If you're still not convinced, feel free to try it yourself:

  #include <iostream>
  #include <iomanip>
  #include <cmath>
  #include <tuple>

  // solve ax^2+bx+c=0
  template<typename T> auto
  solve_quadratic(T const& a, T const& b, T const& c) -> std::tuple<T, T> {
    auto t = std::sqrt(b*b - T(4)*a*c);
    return {(-b + t) / (T(2)*a), (-b - t) / (T(2)*a)};
  }

  int main() {
    std::cout << "Expected x1=0.000000075 x2=-200.000000075\n"
    std::cout << "Single precision:\n";
    {
      float a=1.0f, b=200.0f, c=-0.000015f;
      auto [x1, x2] = solve_quadratic<float>(a, b, c);
      std::cout << "x1=" << x1 << ", x2=" << x2 << "\n";
      std::cout << "ax1^2+bx1+c=" << (a*x1*x1 + b*x1 + c) << "\n";
      std::cout << "ax2^2+bx2+c=" << (a*x2*x2 + b*x2 + c) << "\n";
    }
    std::cout << "\nExpected x1=1.000000028975958 x2=1.000000000000000\n";
    std::cout << "Double precision:\n";
    {
      double a=94906265.625, b=-189812534, c=94906268.375;
      auto [x1, x2] = solve_quadratic<double>(a, b, c);
      std::cout << std::setprecision(16);
      std::cout << "x1=" << x1 << ", x2=" << x2 << "\n";
      std::cout << "ax1^2+bx1+c=" << (a*x1*x1 + b*x1 + c) << "\n";
      std::cout << "ax2^2+bx2+c=" << (a*x2*x2 + b*x2 + c) << "\n";
    }
  }
Even 64-bit IEEE floats don't help if you use the standard quadratic formula. Note that you can improve the 32-bit case above significantly by reformulating the solution to

  template<typename T> auto
  solve_quadratic(T const& a, T const& b, T const& c) -> std::tuple<T, T> {
    auto sign_b = b < 0.0 ? -1.0 : 1.0;
    auto t = -b - sign_b*std::sqrt(b*b - T(4)*a*c);
    return {(T(2)*c) / t, t / (T(2)*a)};
  }
This simple change will yield the precise result (within the fp32 precision) for x1 and x2 with a=1, b=200, c=-0.000015 (i.e. the error of ax²+bx+c will be lower than the 9 max significant digits).
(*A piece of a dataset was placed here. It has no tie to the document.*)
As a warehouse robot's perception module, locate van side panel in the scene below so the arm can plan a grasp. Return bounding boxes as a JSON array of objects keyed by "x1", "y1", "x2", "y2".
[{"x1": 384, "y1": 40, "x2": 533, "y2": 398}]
However this won't help with the second (64-bit) example, which will still be wrong after the 8th digit (i.e. well within the supposed 12 to 15 significant digits of a 64-bit IEEE float).

Also note that in both cases all numbers involved have less significant digits than supported by the respective FP format. Just to give you a little insight on why available bits ≠ precision in floating point maths.

> You really want 128-bit integer. And nVidia isn't delivering that.

How much slower (per unit area) is that to do in software, compared to a full 128-bit hardware unit?

"as of 11.5, CUDA and nvcc support __int128_t in device code when the host compiler supports it (e.g., clang/gcc, but not MSVC). 11.6 added support for debug tools with __int128_t."

See:

https://developer.nvidia.com/blog/cuda-11-6-toolkit-new-rele... https://developer.nvidia.com/blog/implementing-high-precisio...

DRC and LVS are just logical checks right?

“Is the minimal distance between all metal routing > 10 nm” etc.

Can you explain why high precision is needed for that?

Having worked in EDA myself, though not on these final signoff steps, I agree that purely geometry-based checks really don't need doubles. Most of it should just be done as 32-bit fixed point. Both because it's better for performance, and because it drives home the point that you need to think carefully about precision issues for correctness reasons. Using doubles is just a band-aid.

I'm less confident about it when it comes to anything that involves calculating anything electromagnetic because I just don't know that subfield.

Can you explain why you need greater precision/range?